Um, what else? Oh, yes, my mom is here this week (THANK GOD!). Next week should be interesting. I wish she could stay for the next couple of months...but she has to, like, go to Russia or something. Selfish. How could she choose a once-in-a-lifetime opportunity to travel in a fascinating country over doing my dishes and laundry while entertaining my restless children? Huh.

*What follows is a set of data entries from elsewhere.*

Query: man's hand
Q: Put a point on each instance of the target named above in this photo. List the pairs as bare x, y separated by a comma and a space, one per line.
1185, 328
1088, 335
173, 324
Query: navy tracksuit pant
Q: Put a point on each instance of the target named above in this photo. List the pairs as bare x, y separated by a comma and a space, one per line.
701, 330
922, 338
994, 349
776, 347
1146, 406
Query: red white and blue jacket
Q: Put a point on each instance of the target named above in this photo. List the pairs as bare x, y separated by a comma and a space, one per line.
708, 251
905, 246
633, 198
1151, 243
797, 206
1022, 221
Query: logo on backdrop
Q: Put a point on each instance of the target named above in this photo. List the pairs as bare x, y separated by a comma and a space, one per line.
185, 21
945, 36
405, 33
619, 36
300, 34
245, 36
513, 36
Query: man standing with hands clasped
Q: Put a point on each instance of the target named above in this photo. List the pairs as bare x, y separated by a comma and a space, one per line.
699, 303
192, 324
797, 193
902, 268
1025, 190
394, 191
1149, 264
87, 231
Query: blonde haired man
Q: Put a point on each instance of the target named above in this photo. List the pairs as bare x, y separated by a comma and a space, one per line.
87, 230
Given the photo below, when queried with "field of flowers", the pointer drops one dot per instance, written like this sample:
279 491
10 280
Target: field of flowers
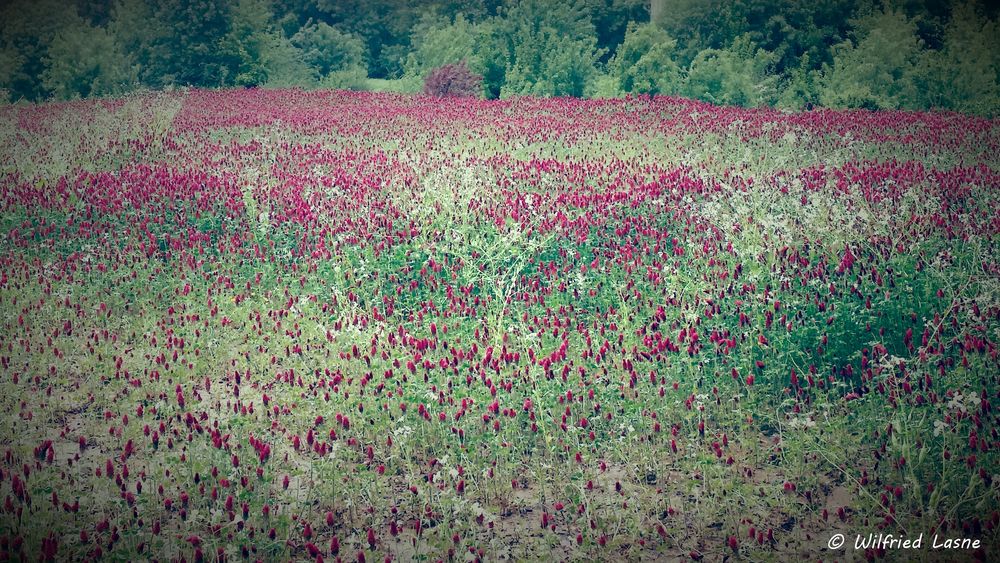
287 325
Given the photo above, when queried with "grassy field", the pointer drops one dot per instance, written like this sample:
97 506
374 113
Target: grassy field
288 325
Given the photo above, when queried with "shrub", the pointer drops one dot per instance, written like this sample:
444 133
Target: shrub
453 80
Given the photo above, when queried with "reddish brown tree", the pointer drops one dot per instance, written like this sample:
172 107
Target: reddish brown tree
453 80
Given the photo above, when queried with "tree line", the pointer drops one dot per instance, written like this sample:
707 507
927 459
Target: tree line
908 54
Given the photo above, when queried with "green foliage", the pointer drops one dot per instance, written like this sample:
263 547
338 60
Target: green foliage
27 29
739 75
645 62
190 51
842 53
876 69
963 75
328 51
553 51
86 61
439 42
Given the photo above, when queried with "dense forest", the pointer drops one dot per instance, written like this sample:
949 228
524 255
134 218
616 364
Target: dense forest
908 54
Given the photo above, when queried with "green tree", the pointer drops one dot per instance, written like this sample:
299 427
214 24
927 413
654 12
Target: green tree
551 50
875 70
191 49
964 74
336 58
83 61
437 42
740 75
27 29
645 62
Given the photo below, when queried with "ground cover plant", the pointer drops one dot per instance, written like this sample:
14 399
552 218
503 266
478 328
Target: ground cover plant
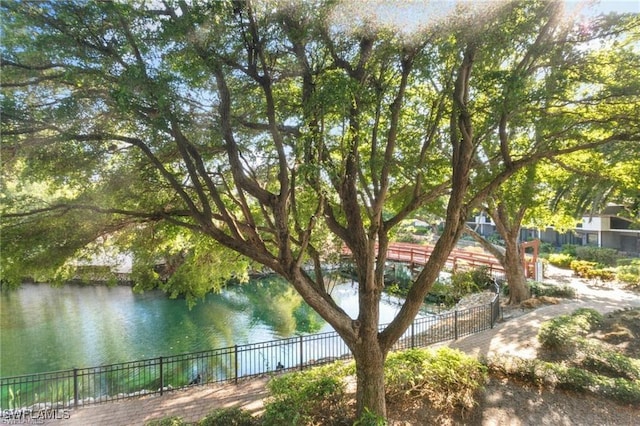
586 352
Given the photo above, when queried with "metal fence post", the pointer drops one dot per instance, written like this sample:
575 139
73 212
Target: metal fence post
413 334
301 353
492 314
161 377
75 387
235 363
455 325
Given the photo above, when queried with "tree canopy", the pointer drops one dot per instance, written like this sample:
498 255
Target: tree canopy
275 133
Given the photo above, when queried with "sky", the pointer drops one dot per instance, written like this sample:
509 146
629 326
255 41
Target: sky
410 14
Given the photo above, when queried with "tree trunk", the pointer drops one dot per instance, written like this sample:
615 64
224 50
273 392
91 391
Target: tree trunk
515 273
370 393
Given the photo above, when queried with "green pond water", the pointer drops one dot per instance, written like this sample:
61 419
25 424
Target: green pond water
48 329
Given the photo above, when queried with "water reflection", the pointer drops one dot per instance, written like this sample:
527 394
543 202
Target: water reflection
47 329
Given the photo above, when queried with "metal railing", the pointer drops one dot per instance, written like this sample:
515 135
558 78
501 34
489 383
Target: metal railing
93 385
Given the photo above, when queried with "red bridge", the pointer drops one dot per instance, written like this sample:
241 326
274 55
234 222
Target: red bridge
418 255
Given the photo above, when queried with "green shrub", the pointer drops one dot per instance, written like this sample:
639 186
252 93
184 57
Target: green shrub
547 248
446 377
582 268
629 274
559 333
539 289
559 375
600 255
315 396
597 357
569 249
166 421
591 270
229 417
561 260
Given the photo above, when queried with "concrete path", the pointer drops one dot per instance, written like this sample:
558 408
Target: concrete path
516 335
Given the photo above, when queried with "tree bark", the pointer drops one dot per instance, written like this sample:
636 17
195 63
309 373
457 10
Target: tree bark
370 394
515 273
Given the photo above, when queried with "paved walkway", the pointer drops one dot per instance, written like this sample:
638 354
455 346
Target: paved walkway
516 335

So thanks for the congrats...we'll get there. ;)

4 comments:

Emily said...

Congratulations, Giselle! It's Lisa Wilson, Lake Forest playgroup, ring a bell? I heard your news at a dinner out and thought I would check in with you. I was in your very position 20 months ago when I found out I was expecting my third. Ben was only 18 months old at the time. I told my husband "We already HAVE a baby!" It was terrifying to think that I would have three kids, two of them so young. I felt the same feelings that you talked about. I was in a panic 3/4 of the time that I was pregnant. I thought I would become a lunatic having two babies. But you know what? I LOVE it. Ben and Sarah are like little buddies now.It is so sweet to watch them play and have fun together. There is so much joy in my heart because of this perfect little girl. I am not overwhelmed, I am not a screaming lunatic. It will be okay! You will be fine! You are an amazing mother and you will be great with three. Trust me! I hope you are feeling better!

CARRIE said...

It will all work out... but that is not to say it will all be a piece of cake. I am sending you good vibes and will continue to for the next however-many months (and years if necessary).

Giselle said...

Thanks, Lisa! It does help to hear of people who really enjoy having kids close together. I do think we will appreciate it when the kids get a little older. I just have to survive the first 2 years or so. ;)

Glad to hear all is going well with you!

Val said...

Giselle,
I can't remember if I told you this before, but my mom has said her third child was by far the easiest (the older two were 4-1/2 and 2-1/4 when she was born.) She said Jess just slid right in, and barely made a ripple in the lake of our family life. So even though Lily will be a little younger, hopefully you will have the same experience.